Por Philip Ferreira 07/09/2021 12h17

Nossos alunos – como todos nós – muitas vezes enfrentam desafios invisíveis. Crie empatia primeiro e o resto virá.

Dou aulas no ensino médio há mais de uma década. Estive em uma escola urbana na qual 99% dos alunos recebem almoço grátis durante a maior parte da minha carreira. E tentei muitas estratégias de gerenciamento de sala de aula com vários graus de sucesso.

Tentei policiar as pequenas coisas para não ter que lidar com as grandes. Tentei estabelecer procedimentos em sala de aula e segui-los, mas nunca consigo me lembrar se dois dedos levantados significam que um aluno precisa usar o banheiro ou tem uma dúvida.

Essas estratégias funcionam bem para alguns professores que conheço, mas aqui está o segredo que descobri para uma gestão eficaz da sala de aula. Esta pronto? É muito simples.

Sempre padrão para a compaixão.

Uma criança chega tarde. “Tudo certo? Nós sentimos saudades de você.”

Uma criança não tem seu dever de casa pela quarta vez nesta semana. “Ei, está acontecendo algo que está tornando difícil para você fazer seu trabalho? Isso é muito importante e quero ter certeza de que você será capaz de fazer o que precisa. ”

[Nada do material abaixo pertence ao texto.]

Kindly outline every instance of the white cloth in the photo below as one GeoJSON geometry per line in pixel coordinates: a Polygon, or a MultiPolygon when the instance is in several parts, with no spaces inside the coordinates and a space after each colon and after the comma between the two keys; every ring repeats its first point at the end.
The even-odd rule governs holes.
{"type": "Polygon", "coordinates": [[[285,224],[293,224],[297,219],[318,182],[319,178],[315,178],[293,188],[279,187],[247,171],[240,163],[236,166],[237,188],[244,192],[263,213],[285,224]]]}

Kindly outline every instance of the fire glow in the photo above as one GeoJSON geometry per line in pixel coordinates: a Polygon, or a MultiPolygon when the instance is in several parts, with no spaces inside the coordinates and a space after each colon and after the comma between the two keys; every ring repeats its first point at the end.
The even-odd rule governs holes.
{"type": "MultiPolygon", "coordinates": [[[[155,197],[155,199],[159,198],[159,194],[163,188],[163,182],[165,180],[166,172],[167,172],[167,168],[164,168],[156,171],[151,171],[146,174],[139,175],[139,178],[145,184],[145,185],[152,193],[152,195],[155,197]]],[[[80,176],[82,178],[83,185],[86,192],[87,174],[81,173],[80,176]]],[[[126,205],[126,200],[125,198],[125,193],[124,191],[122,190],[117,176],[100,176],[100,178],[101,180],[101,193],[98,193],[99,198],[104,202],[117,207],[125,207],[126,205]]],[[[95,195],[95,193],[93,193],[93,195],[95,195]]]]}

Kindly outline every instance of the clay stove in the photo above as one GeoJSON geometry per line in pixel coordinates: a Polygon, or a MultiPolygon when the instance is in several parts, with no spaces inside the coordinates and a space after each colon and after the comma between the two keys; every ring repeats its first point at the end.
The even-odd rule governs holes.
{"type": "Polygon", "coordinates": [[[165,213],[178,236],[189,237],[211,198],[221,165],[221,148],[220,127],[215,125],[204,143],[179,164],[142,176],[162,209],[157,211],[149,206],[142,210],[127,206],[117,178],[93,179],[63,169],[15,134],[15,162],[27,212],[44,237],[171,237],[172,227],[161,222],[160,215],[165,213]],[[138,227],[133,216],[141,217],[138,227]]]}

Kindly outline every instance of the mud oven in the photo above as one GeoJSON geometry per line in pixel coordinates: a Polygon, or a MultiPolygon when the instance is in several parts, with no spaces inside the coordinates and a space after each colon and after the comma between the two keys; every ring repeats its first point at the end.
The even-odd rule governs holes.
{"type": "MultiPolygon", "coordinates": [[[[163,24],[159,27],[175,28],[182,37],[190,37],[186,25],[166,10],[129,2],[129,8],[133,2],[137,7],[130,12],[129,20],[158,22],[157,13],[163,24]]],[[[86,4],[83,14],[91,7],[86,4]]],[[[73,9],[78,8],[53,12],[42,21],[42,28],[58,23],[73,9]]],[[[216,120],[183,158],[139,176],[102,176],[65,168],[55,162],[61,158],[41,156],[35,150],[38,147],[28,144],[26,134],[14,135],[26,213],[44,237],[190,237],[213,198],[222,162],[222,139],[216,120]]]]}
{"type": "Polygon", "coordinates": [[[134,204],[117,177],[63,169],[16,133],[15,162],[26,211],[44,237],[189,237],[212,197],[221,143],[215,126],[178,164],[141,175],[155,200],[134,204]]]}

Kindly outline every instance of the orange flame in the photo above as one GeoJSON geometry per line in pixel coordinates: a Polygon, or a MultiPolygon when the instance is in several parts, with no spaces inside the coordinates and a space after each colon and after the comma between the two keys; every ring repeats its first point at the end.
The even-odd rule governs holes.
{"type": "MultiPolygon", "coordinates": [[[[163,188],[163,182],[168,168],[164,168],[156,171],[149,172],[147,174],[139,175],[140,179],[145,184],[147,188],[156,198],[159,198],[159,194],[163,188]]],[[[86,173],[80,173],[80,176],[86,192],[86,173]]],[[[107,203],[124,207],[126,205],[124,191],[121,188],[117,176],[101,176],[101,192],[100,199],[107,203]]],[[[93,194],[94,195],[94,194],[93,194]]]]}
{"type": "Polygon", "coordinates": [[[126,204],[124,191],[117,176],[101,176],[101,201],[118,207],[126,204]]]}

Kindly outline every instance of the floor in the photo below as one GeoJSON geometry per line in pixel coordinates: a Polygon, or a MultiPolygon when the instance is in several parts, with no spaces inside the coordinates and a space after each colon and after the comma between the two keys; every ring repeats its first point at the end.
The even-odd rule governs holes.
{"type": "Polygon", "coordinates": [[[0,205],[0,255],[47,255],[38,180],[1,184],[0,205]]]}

Uma criança dá um chilique na aula. “Uau, você está realmente lutando contra o autocontrole. Pode me dizer por quê? Você está com fome ou cansado? ”

A compaixão cria relacionamentos com seus alunos.

Uma abordagem mais agressiva pode queimar pontes. Eles vão te ver como um otário? Sim, é possível. Mas eles saberão que os ama e se preocupa com suas necessidades fora da escola, e isso conta muito.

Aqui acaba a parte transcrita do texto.